Schließlich, so erzählt die Legende, verließ er mit 30 Jahren den Palast, seine Familie und das ganze luxuriöse Gepränge, um sich in Abgeschiedenheit und Askese zu sammeln. „Vielleicht ist das ja die Lösung und die Antwort auf die Frage nach einem glücklichen und erfüllten Leben“, dachte er. Siddhartha wanderte durch das Tal des Ganges, fastete und übte sich in strenger Askese. Doch nach einigen Jahren intensiver Enthaltsamkeit und Isolation stellte er fest, dass auch diese Art zu leben nicht das Richtige war. Ein Leben in Abgeschiedenheit und Einsamkeit macht den Menschen ebenso unglücklich. Wir sind soziale Wesen und wollen aktiv am Leben teilhaben, dabei sein und unser Glück mit anderen teilen, sonst ist jede Freude und Anstrengung irgendwie sinnlos. Sind unsere Grundbedürfnisse gedeckt, sehnen wir uns vor allem nach sozialen Beziehungen und gesellschaftlicher Akzeptanz. Wir streben nach Selbstverwirklichung, Liebe und Glück und wollen Leid um jeden Preis vermeiden. Siddhartha Gautama erkannte, dass weder die eine extreme Lebensweise (Luxus und Reichtum) noch die andere (Abgeschiedenheit, Armut und Askese) wirklich Sinn ergibt und nicht zum dauerhaften Glück beiträgt. Deswegen schlug er den Mittleren Weg ein. Aus diesen Überlegungen entsprangen auch die berühmten Vier Edlen Wahrheiten. Die gewonnenen Erkenntnisse über den Weg zu einem wahrhaft glücklichen Leben machten Siddhartha zum Buddha, zum „Erleuchteten“! Endlich hatte er den Weg zum ewigen Glück gefunden. Wie wir wissen, waren Buddhas Erleuchtungsgedanken zu seiner Zeit revolutionär – und sie haben bis heute nichts von ihrer Aktualität eingebüßt.
Erleuchtung to go
Buddha erkannte also, dass wir ständig mit irgendetwas unzufrieden sind. Wir nörgeln herum, und es gibt immer etwas, das uns stört. Es geht bereits im Sandkasten los: Haben wir ein Spielzeug, wollen wir das des anderen Kindes haben. Sind wir Singles, sehnen wir uns nach einem Partner. Leben wir in einer Beziehung, nervt sie uns, haben wir einen Job, meckern wir über den stressigen Arbeitsalltag usw. Oft wissen wir aber gar nicht, was genau es ist, das uns davon abhält, in den Zustand des ewigen Glücks zu gelangen. Entweder sind wir grundlos launisch, fühlen uns schlecht behandelt oder wir sind einfach nur frustriert. Plötzlich und ganz unerwartet überkommt uns dieser pessimistische Gemütszustand. Ständig schwanken wir zwischen Verlangen, Befriedigung, Glücksempfinden und Enttäuschung. Wir suchen nach Lösungen, Wegen, Abwechslung und Zerstreuung. Nichts scheint das gute Gefühl dauerhaft zu binden. Der Glückszustand ist flüchtig, er rinnt uns ständig wie Sand durch die Finger. Das ist eine Tatsache, so Buddha, und somit die erste Erkenntnis (die erste der Vier Edlen Wahrheiten).

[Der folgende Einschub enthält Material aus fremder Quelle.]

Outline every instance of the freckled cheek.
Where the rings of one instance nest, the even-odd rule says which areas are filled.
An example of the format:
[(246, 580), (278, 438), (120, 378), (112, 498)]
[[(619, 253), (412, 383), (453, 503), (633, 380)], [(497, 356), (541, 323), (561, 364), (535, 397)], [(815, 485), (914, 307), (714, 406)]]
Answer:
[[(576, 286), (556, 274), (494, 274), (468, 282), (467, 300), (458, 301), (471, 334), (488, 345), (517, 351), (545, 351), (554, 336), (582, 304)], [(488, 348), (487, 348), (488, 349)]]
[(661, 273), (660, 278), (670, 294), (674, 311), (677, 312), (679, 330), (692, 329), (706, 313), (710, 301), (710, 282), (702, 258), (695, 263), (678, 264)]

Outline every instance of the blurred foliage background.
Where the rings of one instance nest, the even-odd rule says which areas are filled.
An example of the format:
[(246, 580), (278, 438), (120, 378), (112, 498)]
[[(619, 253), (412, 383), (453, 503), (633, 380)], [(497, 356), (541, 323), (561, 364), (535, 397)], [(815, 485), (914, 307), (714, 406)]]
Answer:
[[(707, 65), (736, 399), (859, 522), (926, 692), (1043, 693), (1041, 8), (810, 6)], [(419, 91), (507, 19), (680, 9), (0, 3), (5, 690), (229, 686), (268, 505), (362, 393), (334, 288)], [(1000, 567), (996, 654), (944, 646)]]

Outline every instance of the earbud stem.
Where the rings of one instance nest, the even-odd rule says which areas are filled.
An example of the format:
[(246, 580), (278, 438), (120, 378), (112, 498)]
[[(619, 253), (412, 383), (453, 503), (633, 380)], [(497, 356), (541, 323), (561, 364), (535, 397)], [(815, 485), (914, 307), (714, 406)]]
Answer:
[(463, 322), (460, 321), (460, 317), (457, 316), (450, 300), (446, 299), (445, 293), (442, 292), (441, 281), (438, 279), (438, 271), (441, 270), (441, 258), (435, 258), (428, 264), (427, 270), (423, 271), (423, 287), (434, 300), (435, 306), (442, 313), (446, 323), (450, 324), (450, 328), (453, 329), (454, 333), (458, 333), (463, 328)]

Unsere Unzufriedenheit hat immer eine Ursache, sagt Buddha. Und diese ist immer dieselbe: Sie entspringt den drei sogenannten Geistesgiften: Gier, Aggression und Unwissen (zweite Edle Wahrheit). Die Tatsache, dass schöne Dinge, tolle Ereignisse, gute Gefühle und positive Emotionen nicht von Dauer (also vergänglich) sind, ruft Leid in uns hervor. Wir haften an ihnen, verspüren Wut und Enttäuschung, wenn wir sie nicht mehr haben. Wir sind enttäuscht, desillusioniert und blind, weil sie uns nicht das geben, wonach wir dauerhaft streben.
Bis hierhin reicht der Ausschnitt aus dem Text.